Course Description
The bootcamp will cover different aspects of Data Science with hands-on exercises and industrial use-cases. Major modules include Python for Data Science, Data Analysis, Practical Machine Learning, Large Scale Machine Learning, Deep Learning, and Business Perspectives of Data Science. This well-structured offering is by Data Science Initiative (DSI) - a team of industry and academia experts - who have executed 10 hands-on workshops in the past with an excellent rating of 4.5/5.0.
What am I going to get from this course?
- Perform effective data analysis i.e. 50% to 80% of Data Science work
- Investigate and present your work in effective visual form
- Understand most popular machine learning algorithms and their uses
- Implement end-to-end machine learning pipe-lines for given usecases
- Implement large-scale machine learning algorithms on cloud and through APIs
- Employ deep learning for unstructured data (Images and Text)
- Build a small block-chain
- Differentiate real data science from the fuzz around it
- Understand DS-business echo-system and can identify right use-cases
Prerequisites and Target Audience
What will students need to know or do before starting this course?
Participants may brush some basic concepts of probability, matrices, and programming (any language).
Who should take this course? Who should not?
You should join this Bootcamp if you are among:
- Business or IT Professionals who wish to transform to a data scientist role
- Early stage data scientists and data analysts who wish to learn end-to-end data science from a team of industry experts.
- Students and fresh graduates who want to pursue a career in Data Science, Machine Learning and Artificial Intelligence Area
- Researchers from any field who works with data and would like to employee Machine Learning in their research
- Non-python Data Scientists who would like to go through a quick hands-on transformation to Python.
Curriculum
Module 1: Data Science Landscape
Lecture 1
Data Science Landscape - Overview
This sub-module will enable participants to differentiate real data science from the fuzz around it and develop a solution-oriented mindset. It is scheduled in the beginning of the workshop.

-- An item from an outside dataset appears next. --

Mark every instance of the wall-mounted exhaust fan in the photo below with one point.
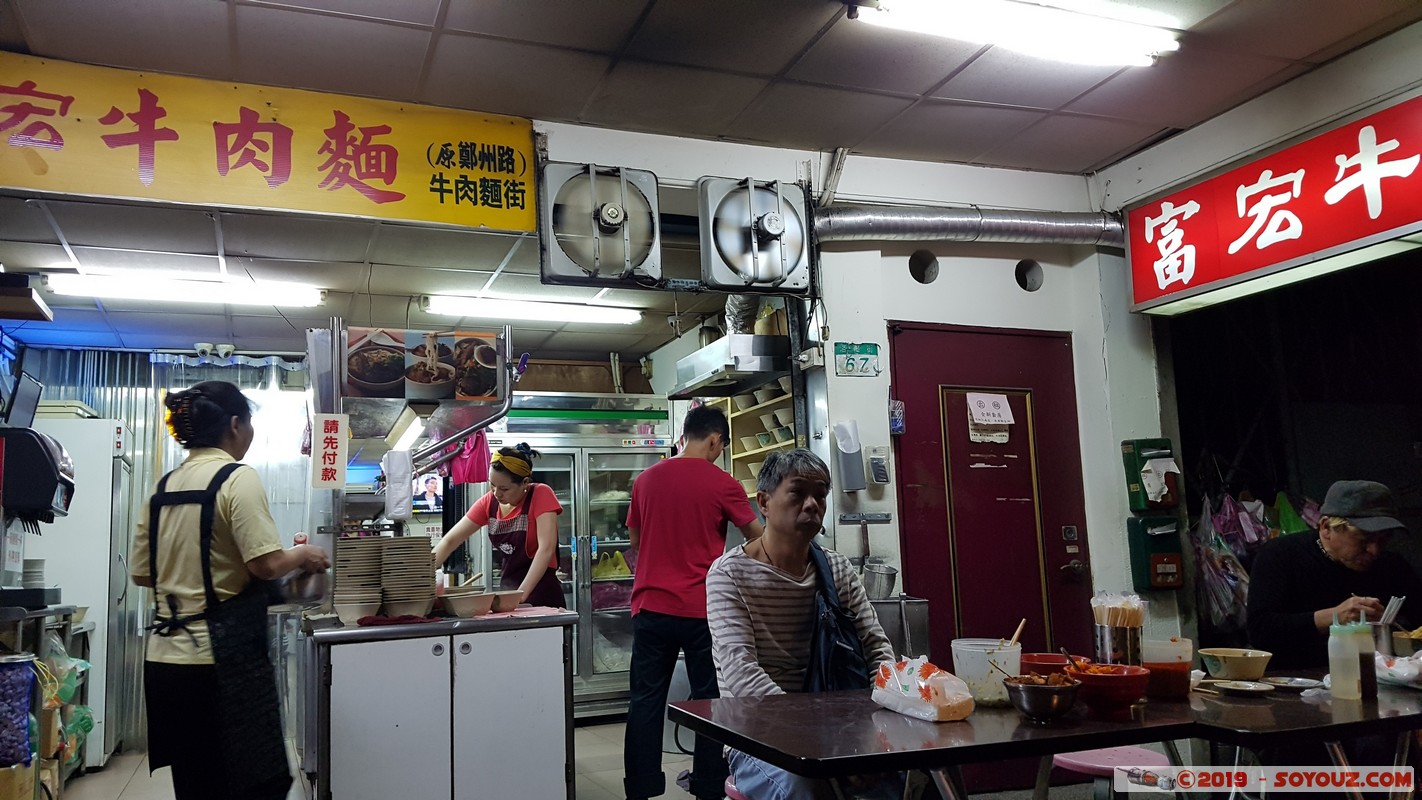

• The four building blocks of Data Science
• Common mistakes and best practices for data scientists
• Relation of Data Science with AI, Machine Learning, Deep Learning, and other fields
• Technology stack and choosing the best technology
• An overview of industrial applications and their requirements
Lecture 2
Data Science from Business Perspective
Scheduled in the middle of the workshop, this module will introduce participants with practical requirements of business use-cases and best practices during CRISP-DM or garage approach.

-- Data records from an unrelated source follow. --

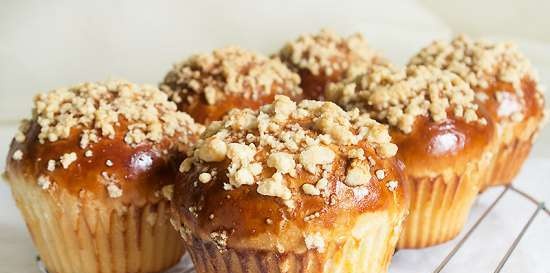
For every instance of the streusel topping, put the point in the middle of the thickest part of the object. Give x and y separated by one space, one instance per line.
229 71
97 108
99 111
397 97
477 62
289 137
326 52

• Identifying and prioritizing data science use-cases within an organization
• Translating business problems into ML problems
• Analytics-roadmap for organizations
• Mapping of Design Thinking to Data Science
• Introduction and requirements for ML project P2, that will follow this session
Lecture 3
Data Science Roles and Methods
At the end of the workshop when the participants have gone through the end-to-end data science journey, this module will help participants understand which role fit best to them, the best practices, and how to enter and excel in that role.

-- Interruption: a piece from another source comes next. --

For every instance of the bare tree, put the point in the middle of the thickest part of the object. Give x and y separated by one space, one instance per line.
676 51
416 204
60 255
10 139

• Data Science value perspective
• Data Science teams and organizations
• Data Scince roles (e.g. Data Engineer, Analyst, Data Scientist, ML Engineer, etc)
• Methods such as CRISP-DM, garage, scrum
• Communication with non-data scientists
• The non-technical skills needed for excellence in Data Science
Module 2: Exploratory Data Analysis with Python
Lecture 4
Python Programming for Data Science
Python is an easy to understand scripting language – yet its compact programming style and vast amount of libraries makes it a challenge for learners to focus on what matters the most. With a carefully designed contents trajectory, this hands-on module will provide participants a good basis in Python for the rest of the workshop – which then includes most relevant libraries and methods.
• Why Python is the most popular language for Data Scientists
• Introduction to Python as a language
• Python native data structures including Lists, Set, Dictionary, Tuple
• Numpy and Scipy
• Control Structures
• Functions and Classes
• Hands-on Exercises in Python
Lecture 5
Exploratory Data Analysis with Python
EDA is what consume most time of a Data Scientist (50% to 80%). This module will equip participants with best techniques to do efficient and effective EDA.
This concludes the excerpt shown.